Queste opportunità commerciali invitano a svolgere alcune riflessioni. La prima è certamente legata all’affidabilità scientifica: una considerazione da cui ne discendono altre ancora di natura psicologica, emotiva, etica, giuridica. Va precisato che simili test hanno una validità estremamente limitata al di fuori delle malattie monogeniche e dunque bisogna domandarsi se è giusto lasciare questo spazio a iniziative commerciali su temi tanto delicati, i cui rischi sono quelli di far cadere le persone in crisi psicologiche ed emotive del tutto fuori luogo, ma dagli esiti imponderabili. Sapere di avere un rischio genetico più elevato della media non significa affatto sviluppare una determinata malattia. I risultati vanno letti e interpretati con l’aiuto di uno specialista, poiché le conseguenze, come sopra specificato, possono essere devastanti sotto il profilo emotivo e psicologico. Di più, una volta a conoscenza di un reale maggior rischio genetico si ha il dovere di informare i propri consanguinei? O ancora, i consanguinei hanno il diritto di sapere o hanno il diritto di non sapere?

Appare chiaro che si viene a creare un vero e proprio ingorgo giuridico. Di estremo interesse al riguardo è la lettura della commovente lettera dell’attrice Angelina Jolie pubblicata sul «New York Times» il 14 maggio 2013, nella quale sono raccontate le ragioni che la hanno indotta a un intervento di doppia mastectomia, riconducibili all’essere risultata positiva al test per il rischio genetico del cancro al seno (Brca1) e alla famigliarità di quel tumore. Purtroppo, il messaggio giunto al grande pubblico è stato del tutto distorto al punto che il settimanale «Time» dedicò la copertina all’attrice con l’eloquente titolo L’effetto Angelina, per sottolineare l’aumento di richieste per il test.

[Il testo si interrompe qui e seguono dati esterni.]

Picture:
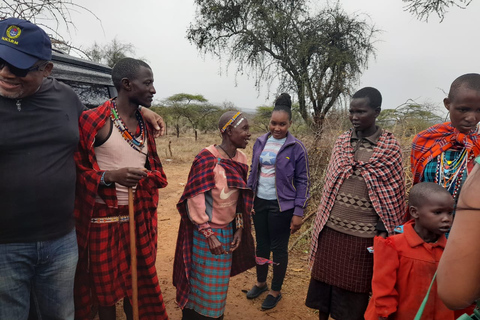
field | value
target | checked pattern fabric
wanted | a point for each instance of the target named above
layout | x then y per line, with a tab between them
201	179
150	302
383	175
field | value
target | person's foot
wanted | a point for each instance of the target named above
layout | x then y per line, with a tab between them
271	301
256	291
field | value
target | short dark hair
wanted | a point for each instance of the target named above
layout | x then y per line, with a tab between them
284	103
470	80
126	68
374	96
422	191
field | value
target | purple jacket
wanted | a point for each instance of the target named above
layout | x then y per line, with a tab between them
291	173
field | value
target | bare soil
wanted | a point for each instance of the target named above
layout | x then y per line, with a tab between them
294	290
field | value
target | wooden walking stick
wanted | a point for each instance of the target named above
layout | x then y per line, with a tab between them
133	253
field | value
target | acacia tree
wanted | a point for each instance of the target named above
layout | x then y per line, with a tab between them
318	56
422	9
194	108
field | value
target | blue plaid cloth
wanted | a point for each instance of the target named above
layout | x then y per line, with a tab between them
210	274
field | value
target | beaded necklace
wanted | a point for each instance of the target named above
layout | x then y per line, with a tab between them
450	173
135	142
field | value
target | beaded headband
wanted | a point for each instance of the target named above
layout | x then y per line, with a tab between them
229	122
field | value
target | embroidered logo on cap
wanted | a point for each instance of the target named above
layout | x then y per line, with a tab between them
12	33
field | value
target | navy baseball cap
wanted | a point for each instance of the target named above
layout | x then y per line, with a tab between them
23	43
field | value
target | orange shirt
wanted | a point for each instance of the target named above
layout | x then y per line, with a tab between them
403	269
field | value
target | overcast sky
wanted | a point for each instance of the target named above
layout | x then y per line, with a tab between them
414	60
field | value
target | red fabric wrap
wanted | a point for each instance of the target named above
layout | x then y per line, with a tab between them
200	180
431	142
383	175
151	304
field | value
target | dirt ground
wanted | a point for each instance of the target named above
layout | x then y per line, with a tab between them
294	290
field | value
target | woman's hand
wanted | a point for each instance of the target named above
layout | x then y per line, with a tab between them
128	177
237	238
215	245
295	224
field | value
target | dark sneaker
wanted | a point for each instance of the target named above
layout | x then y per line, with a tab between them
270	301
256	291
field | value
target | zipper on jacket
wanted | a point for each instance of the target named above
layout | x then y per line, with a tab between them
276	192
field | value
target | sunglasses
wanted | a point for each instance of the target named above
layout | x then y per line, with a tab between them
21	72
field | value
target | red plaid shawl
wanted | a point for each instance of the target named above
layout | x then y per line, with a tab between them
383	174
429	143
146	201
200	180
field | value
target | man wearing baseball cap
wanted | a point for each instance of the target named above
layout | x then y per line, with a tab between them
38	136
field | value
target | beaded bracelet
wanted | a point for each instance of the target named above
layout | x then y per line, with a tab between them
207	233
102	180
238	220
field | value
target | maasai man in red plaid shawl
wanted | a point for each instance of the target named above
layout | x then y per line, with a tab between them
214	239
363	196
445	153
110	158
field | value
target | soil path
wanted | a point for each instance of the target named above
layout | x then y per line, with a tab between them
294	290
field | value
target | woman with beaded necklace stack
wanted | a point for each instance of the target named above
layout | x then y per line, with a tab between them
445	153
214	240
279	178
363	196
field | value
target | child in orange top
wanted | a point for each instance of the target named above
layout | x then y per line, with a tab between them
404	264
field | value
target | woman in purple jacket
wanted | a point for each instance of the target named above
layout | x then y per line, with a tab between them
279	178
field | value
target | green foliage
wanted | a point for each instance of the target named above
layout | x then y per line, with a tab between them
319	56
410	118
111	53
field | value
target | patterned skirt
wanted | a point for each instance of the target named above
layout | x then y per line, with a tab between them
109	276
210	275
343	261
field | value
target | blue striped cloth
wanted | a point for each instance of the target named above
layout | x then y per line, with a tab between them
210	274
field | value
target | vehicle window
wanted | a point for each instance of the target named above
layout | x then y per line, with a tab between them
91	95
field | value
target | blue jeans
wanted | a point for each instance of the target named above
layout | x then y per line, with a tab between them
43	270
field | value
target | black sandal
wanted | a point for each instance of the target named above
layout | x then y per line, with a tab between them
256	291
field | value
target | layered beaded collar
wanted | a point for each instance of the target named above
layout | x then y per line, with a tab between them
136	143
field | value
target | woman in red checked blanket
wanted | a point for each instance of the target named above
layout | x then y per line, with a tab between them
363	196
214	239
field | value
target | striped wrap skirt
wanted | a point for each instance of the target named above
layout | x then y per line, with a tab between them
210	274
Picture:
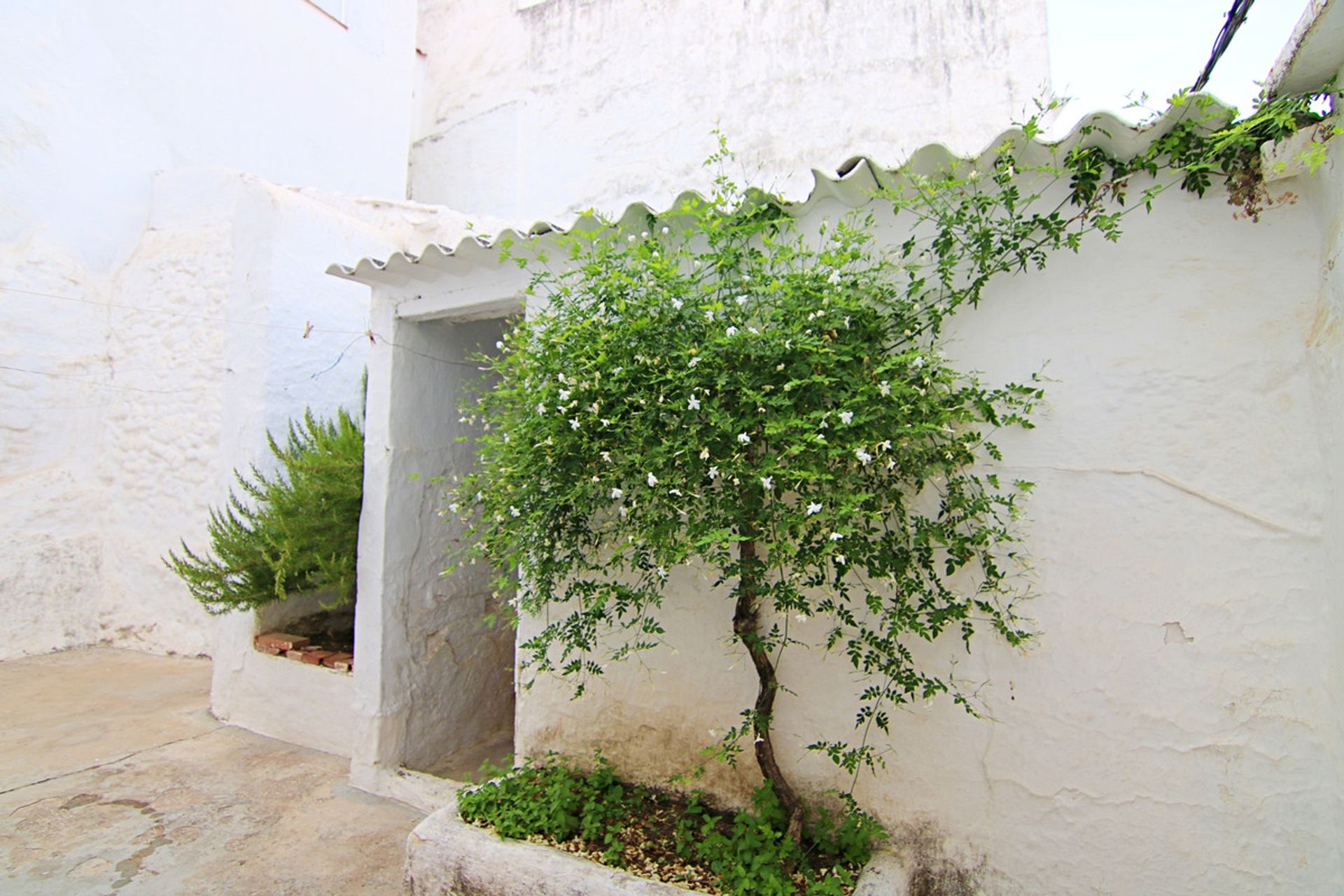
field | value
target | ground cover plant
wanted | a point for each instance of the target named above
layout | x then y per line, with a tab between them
672	837
715	387
289	531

Vi è poi da sottolineare che queste offerte commerciali inducono il consumatore a interpretazioni non corrette, quali la sovrastima o la sottostima del rischio effettivo, prendendo ad esempio per certezza il risultato negativo. La risposta del consumatore è comunque forte, se consideriamo che i database delle tre principali imprese contengono ben 19 milioni di profili genetici in Ancestry.com, 9 e 3 milioni in MyHeritage e 23andMe, rispettivamente. E qui si celano le sorprese... giudiziarie. Un simile tesoro non può certo passare inosservato agli occhi degli investigatori che sono sulle tracce di criminali, poiché il Dna dei parenti è utilissimo per le identificazioni genetiche. Le relazioni famigliari di parentela amplificano a dismisura questa cifra a più del 60 per cento della popolazione statunitense. Ciascuno di noi ha infatti circa 800 «parenti», se si risale sino al terzo grado di parentela, e dunque per essere identificati e rintracciati basterà che uno solo dei nostri numerosi familiari di terzo grado abbia fatto il test e voilà, anche noi risultiamo essere a disposizione degli investigatori, senza mai aver neppure pensato di sottoscrivere un consenso informato.
È evidente l’interesse di una simile banca dati per fini «altri» da quelli dichiarati. Il sistema sanitario e quello della giustizia (nel suo settore investigativo) possono trarne vantaggi. Per non analizzare i recenti casi di cronaca nera italiani, basterà ricordare quello dell’assassino del Golden State o dell’arresto del padrino Bernardo Provenzano, identificati grazie al Dna di lontani parenti. 
Chi si mette alla ricerca di uno zio d’America è avvisato: è più alta la probabilità di trovare un più o meno lontano parente Mister Hyde, che un ricco dottor Jekyll!